Il y en a plusieurs. D’abord, si on laisse une forme d'autonomie à la machine,
cela signifie qu’elle peut prendre des initiatives qui ne correspondent pas à
ce que l’utilisateur aurait attendu d’elle. Il y a en ce sens un risque de
dépossession. On n'est pas à l'abri d'un message formulé de manière ambiguë
parce que l'IA a mal maîtrisé les codes qui étaient les nôtres. Ensuite, il y a
une question de responsabilité. L’IA agentique agit en notre nom, par le
virement bancaire qu'elle fera, le message qu'elle enverra, l'appel qu'elle
programmera. C’est donc nous qui sommes responsables d'une action sur laquelle
nous avons finalement peu de prise. Il y a une forme de déresponsabilisation de
l'action.
Le projet
a été pensé pour que cette IA puisse "tout faire", mais le système de
protection des données personnelles paraît léger et des dérives ont déjà été
constatées, n'est-ce pas un énorme défaut ?
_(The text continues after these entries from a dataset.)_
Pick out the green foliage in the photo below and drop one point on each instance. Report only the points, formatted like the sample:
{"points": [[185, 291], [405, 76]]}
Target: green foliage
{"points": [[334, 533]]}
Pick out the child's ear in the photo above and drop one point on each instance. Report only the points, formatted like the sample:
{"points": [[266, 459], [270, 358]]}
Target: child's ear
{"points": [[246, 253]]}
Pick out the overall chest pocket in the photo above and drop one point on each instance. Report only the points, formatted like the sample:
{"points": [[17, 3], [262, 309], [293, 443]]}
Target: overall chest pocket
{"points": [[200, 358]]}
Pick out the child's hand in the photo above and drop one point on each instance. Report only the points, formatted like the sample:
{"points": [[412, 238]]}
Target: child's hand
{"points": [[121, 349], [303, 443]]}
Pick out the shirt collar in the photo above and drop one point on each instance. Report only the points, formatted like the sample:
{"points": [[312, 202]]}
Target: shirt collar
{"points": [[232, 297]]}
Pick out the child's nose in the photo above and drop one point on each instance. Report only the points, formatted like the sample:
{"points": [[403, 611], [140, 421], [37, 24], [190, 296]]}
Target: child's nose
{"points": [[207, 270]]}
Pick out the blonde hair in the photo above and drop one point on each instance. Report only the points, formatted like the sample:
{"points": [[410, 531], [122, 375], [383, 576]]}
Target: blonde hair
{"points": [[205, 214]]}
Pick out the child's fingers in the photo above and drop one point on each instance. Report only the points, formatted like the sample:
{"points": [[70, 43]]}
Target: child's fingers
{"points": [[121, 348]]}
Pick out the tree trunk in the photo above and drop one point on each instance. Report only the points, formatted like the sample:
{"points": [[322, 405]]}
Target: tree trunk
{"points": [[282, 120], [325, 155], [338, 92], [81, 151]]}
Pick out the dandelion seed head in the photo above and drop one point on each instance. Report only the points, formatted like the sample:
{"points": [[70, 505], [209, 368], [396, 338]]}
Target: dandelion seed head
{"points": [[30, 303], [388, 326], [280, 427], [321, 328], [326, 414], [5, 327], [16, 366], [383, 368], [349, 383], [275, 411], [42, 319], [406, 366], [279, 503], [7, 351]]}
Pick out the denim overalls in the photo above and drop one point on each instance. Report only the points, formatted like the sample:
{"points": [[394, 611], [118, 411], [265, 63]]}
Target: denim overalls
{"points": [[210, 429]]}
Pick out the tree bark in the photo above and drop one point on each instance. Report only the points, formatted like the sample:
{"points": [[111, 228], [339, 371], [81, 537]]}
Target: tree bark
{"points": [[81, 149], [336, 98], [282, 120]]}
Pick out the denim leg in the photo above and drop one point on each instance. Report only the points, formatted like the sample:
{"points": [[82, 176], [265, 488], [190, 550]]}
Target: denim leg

Si. OpenClaw fonctionne avec les données hébergées sur notre téléphone ou notre
ordinateur. Il a un accès direct aux données personnelles et confidentielles,
ce qui pose une question évidente de cybersécurité, notamment en ce qui
concerne les données bancaires. Mais elle a aussi accès aux réseaux sociaux, à
la messagerie professionnelle... Comme il s’agit d’une IA autonome, il y a plus
de difficultés à mettre en place les barrières de cybersécurité qui sont
autrement exigibles, il y a un risque de fuites de données massives. C'est une
des raisons pour lesquelles la Chine a limité l'usage d'OpenClaw auprès de
l'administration publique et des entreprises d’État.
Dans un cadre géopolitique
en proie à des tensions, il y a peu de risque que beaucoup d'entreprises
occidentales mettent en place OpenClaw.
Le mois
dernier, des files d’attente de plusieurs milliers de personnes se sont formées
dans les grandes villes chinoises devant des permanences d’ingénieurs aidant
les citoyens à installer OpenClaw sur leur téléphone. Pensez-vous qu’OpenClaw
va se démocratiser en France ?
Comme
le dit Jacques Ellul, nous sommes entrés dans un système technicien qui se
caractérise par la recherche effrénée d'efficacité. Or une IA agentique est
plus efficace qu’une masse humaine. Sans compter qu’elle sera moins vulnérable
à l'erreur humaine. Donc, pour une entreprise privée, c'est extrêmement utile d'avoir
accès à cette IA. S'il y a un gain d'efficacité économique, l’IA agentique sera
amenée à être appliquée à l'échelle industrielle. En revanche, dans un contexte
géopolitique marqué par de fortes tensions, les entreprises occidentales
pourraient rester réticentes à adopter des logiciels trop étroitement liés à
l’écosystème chinois au vu de la popularité que le logiciel rencontre au sein
de l’Empire du milieu. Néanmoins, la nature ouverte d’OpenClaw permet à des
startups américaines ou européennes d’en développer des versions souveraines et
sécurisées. Ces déclinaisons locales ou régionales pourraient s’imposer comme
la norme au sein d’entreprises privées occidentales.